4 . The optical device of claim 1 in which the first and second optical cavities are of different lengths.
5 . The optical device of claim 4 in which one of the cavity end mirrors of the first optical cavity is co-planar with a corresponding one of the cavity end mirrors of the second optical cavity.
6 . The optical device of claim 5 in which the photonic crystal material forms the corresponding cavity end mirrors of the first and second optical cavities.
7 . The optical device of claim 4 in which neither of the cavity end mirrors of the first optical cavity is co-planar with either cavity end mirror of the second optical cavity.
8 . The optical device of claim 1 in which the first and second optical cavities are separated by the photonic crystal material along lateral edges thereof.
9 . The optical device of claim 1 further including at least a third optical cavity having a third optical axis and supporting third optical modes, the optical cavity being separated from at least one of the first or second optical cavities by the same or further photonic crystal material such that optical coupling between the cavities is achieved through the same or further photonic crystal material.

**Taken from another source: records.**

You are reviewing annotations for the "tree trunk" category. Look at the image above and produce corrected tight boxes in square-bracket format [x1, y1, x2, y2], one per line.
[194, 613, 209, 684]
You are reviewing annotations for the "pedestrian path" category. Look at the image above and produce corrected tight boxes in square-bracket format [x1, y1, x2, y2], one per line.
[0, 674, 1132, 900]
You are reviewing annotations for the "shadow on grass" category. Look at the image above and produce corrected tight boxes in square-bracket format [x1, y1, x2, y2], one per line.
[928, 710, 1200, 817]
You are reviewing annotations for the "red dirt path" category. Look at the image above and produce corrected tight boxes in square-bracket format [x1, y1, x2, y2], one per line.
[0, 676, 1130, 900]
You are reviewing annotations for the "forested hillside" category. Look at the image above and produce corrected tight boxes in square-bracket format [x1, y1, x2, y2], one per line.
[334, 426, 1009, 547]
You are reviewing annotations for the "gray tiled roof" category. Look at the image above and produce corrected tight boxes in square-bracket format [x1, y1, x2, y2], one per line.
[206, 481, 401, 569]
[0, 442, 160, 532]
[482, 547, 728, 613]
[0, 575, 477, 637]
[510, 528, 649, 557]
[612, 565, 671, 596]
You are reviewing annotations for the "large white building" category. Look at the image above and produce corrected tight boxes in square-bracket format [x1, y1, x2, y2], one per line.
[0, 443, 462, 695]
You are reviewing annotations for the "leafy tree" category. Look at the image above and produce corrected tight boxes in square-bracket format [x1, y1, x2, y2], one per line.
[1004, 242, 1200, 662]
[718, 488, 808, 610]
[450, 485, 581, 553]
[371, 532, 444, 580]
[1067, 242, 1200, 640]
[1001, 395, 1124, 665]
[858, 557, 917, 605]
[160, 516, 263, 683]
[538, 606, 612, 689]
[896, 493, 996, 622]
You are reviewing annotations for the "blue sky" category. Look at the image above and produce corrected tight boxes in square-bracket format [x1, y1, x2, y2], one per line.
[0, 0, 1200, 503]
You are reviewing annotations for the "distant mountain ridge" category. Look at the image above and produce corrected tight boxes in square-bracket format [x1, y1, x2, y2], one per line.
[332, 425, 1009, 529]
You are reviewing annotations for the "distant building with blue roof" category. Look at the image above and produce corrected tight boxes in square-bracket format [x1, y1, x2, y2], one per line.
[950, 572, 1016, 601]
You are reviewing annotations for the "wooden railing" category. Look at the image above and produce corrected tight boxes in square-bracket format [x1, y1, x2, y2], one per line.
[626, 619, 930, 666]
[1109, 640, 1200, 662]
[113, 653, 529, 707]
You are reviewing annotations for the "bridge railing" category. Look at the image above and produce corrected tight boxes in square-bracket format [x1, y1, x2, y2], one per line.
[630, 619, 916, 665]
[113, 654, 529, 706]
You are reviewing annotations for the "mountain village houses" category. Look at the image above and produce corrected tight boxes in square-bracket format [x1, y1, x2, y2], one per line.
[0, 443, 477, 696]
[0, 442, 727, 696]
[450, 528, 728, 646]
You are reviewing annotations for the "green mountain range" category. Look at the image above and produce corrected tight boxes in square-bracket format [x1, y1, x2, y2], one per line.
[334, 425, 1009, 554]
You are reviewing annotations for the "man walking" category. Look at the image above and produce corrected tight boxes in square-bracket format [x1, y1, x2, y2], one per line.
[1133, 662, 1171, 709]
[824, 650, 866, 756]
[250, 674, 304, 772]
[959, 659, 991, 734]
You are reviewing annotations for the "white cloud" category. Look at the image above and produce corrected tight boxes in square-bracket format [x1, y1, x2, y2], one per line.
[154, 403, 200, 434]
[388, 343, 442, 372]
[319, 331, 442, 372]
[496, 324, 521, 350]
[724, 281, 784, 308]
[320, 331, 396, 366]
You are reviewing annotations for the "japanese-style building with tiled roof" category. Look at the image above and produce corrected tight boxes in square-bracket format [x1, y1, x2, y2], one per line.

10 . The optical device of claim 1 in which the photonic crystal material exhibits a periodicity along an axis orthogonal to the first and/or the second optical axis.
11 . The optical device of claim 1 in which the photonic crystal material exhibits a periodicity along an axis parallel to the first and/or second optical axis.
12 . The optical device of claim 1 in which the photonic crystal material exhibits periodicity along two or more axes.
13 . The optical device of claim 1 in which the photonic crystal material is formed in a quantum well intermixed region of a substrate of the optical device.
14 . A monolithically integrated optical device comprising:
a first optical cavity having a first optical axis and supporting first optical modes; a second optical cavity having a second optical axis and second, different, optical modes than the first optical cavity; the first and second optical cavities being at least partially separated from each other by photonic crystal material such that optical coupling between the first and second cavities is achieved through the photonic crystal material; and the photonic crystal material being formed in a quantum well intermixed region of the substrate in which the device is formed, the dielectric function of the photonic crystal material exhibiting a periodic variation as a function of linear distance through the material.
15 . The optical device of claim 14 in which the first and second optical axes are coaxial, the photonic crystal material forming a passive optical coupling medium between the first and second optical cavities.
16 . The optical device of claim 14 in which the first and second optical axes are parallel.
17 . The optical device of claim 14 in which the first and second optical axes are non-parallel.
18 . The optical device of claim 14 in which the first and second optical cavities are of different lengths.
19 . The optical device of claim 18 in which one of the cavity end mirrors of the first optical cavity is co-planar with a corresponding one of the cavity end mirrors of the second optical cavity.
20 . The optical device of claim 19 in which the photonic crystal material forms the corresponding cavity end mirrors of the first and second optical cavities.
21 . The optical device of claim 18 in which neither of the cavity end mirrors of the first optical cavity is co-planar with either cavity end mirror of the second optical cavity.
22 . The optical device of claim 14 in which the first and second optical cavities are separated by the photonic crystal material along lateral edges thereof.
23 . The optical device of claim 14 further including at least a third optical cavity having a third optical axis and supporting third optical modes,
the third optical cavity being separated from at least one of the first or second optical cavities by the same or further photonic crystal material such that optical coupling between the cavities is achieved through the same or further photonic crystal material.
24 . The optical device of claim 14 in which the photonic crystal material exhibits a periodicity along an axis orthogonal to the first and/or the second optical axis.
25 . The optical device of claim 14 in which the photonic crystal material exhibits a periodicity along an axis parallel to the first and/or second optical axis.
26 . The optical device of claim 14 in which the photonic crystal material exhibits periodicity along two or more axes.
27 . The optical device of claim 1 in which at least one of the cavities is non-linear.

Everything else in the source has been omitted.